If your New Year’s Resolution was to find better financial balance in 2016, especially when it comes to how much of your paycheck goes into your rent, you may need to consider moving, buying a house, or both. Happy New Year!
That’s the takeaway from a new report from RealtyTrac that predicts that buying will continue to be cheaper than renting in more than half of U.S. housing markets in 2016. New year, same deal: Census data released in December show that rental costs are rising nationwide while new housing starts are miserly, even though the costs of home ownership are still low in many places.
This trend will persist into 2016. Using rental data from the U.S. Department of Housing and Urban Development and wage data from the U.S. Bureau of Labor Statistics, RealtyTrac predicts that buying will be a more affordable option than renting in 58 percent of markets, but that rents will outpace wage growth in 57 percent of markets.
So the paradox of the U.S. housing market—it’s more affordable for renters to buy, except renters can’t afford to buy—isn’t going away in the new year.
“In markets where home prices are still relatively affordable, 2016 may be a good time for some renters to take the plunge into homeownership before rising prices and possibly rising interest rates make it increasingly tougher to afford to buy a home,” said Daren Blomquist, vice president at RealtyTrac, in the report.
The squeeze is especially difficult for families. RealtyTrac’s 2016 Rental Affordability Analysis examines rents for three-bedroom homes and apartments. For families looking to make the move from renting to owning, the math is tough to square:
- Average weekly wages are up an average of 2.6 percent (in the second quarter of 2015, from a year ago)

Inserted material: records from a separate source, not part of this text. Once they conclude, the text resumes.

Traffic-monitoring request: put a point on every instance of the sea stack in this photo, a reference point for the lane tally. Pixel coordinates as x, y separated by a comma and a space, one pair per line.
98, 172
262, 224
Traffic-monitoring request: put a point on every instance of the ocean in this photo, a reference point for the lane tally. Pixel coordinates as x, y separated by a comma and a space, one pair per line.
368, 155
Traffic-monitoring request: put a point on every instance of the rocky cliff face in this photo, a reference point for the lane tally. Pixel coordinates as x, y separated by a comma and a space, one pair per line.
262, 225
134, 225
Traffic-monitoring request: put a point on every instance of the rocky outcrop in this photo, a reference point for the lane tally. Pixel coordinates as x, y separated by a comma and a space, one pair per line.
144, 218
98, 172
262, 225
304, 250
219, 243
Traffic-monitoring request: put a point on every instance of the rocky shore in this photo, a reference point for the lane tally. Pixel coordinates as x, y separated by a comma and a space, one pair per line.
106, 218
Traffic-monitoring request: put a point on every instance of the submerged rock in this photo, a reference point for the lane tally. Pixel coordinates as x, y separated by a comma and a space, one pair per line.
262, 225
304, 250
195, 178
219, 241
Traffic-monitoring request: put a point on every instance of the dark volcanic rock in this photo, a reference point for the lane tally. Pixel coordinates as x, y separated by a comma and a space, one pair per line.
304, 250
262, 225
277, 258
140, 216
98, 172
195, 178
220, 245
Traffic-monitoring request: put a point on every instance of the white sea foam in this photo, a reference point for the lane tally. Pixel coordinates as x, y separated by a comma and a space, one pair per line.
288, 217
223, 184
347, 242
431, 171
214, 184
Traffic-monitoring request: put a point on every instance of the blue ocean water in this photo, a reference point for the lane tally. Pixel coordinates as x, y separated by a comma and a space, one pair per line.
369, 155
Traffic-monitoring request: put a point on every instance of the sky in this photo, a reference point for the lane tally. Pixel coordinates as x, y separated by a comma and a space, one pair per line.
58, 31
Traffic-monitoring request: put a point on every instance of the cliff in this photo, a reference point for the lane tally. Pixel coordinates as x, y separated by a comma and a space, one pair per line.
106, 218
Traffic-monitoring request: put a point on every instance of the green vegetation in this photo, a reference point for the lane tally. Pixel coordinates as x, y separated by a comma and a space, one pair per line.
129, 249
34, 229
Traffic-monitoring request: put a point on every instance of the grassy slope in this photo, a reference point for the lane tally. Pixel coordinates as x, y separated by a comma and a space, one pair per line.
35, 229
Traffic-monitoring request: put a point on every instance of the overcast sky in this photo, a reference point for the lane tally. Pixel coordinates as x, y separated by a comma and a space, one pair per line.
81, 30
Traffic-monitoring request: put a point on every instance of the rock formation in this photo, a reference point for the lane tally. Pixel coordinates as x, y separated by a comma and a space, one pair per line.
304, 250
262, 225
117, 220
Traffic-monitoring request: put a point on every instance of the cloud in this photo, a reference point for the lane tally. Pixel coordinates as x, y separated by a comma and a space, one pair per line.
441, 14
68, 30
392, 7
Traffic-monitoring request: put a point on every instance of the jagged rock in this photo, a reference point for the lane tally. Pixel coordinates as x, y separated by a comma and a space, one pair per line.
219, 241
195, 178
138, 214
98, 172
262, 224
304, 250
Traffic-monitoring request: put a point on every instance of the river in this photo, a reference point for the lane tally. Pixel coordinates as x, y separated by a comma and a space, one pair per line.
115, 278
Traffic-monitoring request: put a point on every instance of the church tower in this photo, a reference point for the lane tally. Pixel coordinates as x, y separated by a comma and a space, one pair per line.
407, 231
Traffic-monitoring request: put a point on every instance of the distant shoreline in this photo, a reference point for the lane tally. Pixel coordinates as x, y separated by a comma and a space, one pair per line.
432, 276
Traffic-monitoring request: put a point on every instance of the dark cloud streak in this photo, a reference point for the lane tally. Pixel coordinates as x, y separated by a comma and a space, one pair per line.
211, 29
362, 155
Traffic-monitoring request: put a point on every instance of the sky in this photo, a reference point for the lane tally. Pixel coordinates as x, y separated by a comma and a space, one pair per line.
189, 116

- Rents on three-bedroom units will rise an average of 3.5 percent (in 2016 over 2015, across 504 counties analyzed)
- Median home prices are up an average of 5.0 percent (in the third quarter of 2015, from a year ago, across 504 counties analyzed)
This means that average wage earners will be spending 37 percent of their income on rents for a three-bedroom place in 2016. That’s not affordable, especially when families could be spending 38 percent of their income to own (more expensive, but with all the financial benefits that owning confers). For households whose wages aren’t rising that fast, the option to buy may appear more out of reach even as rents look more unreasonable going forward.
Now that the Federal Reserve is raising interest rates, the costs of home ownership are beginning to rise, if slowly. Advice to buy now may be sound, but it can’t sit that well with people in truly unaffordable housing markets. Or for people for whom a 3-percent down payment is a tricky proposition given slowly rising wages. Or for people whose student debt or shaky credit is keeping them out of the buyers’ bracket. For too many renters, home ownership still looks like an unattainable winners’ bracket.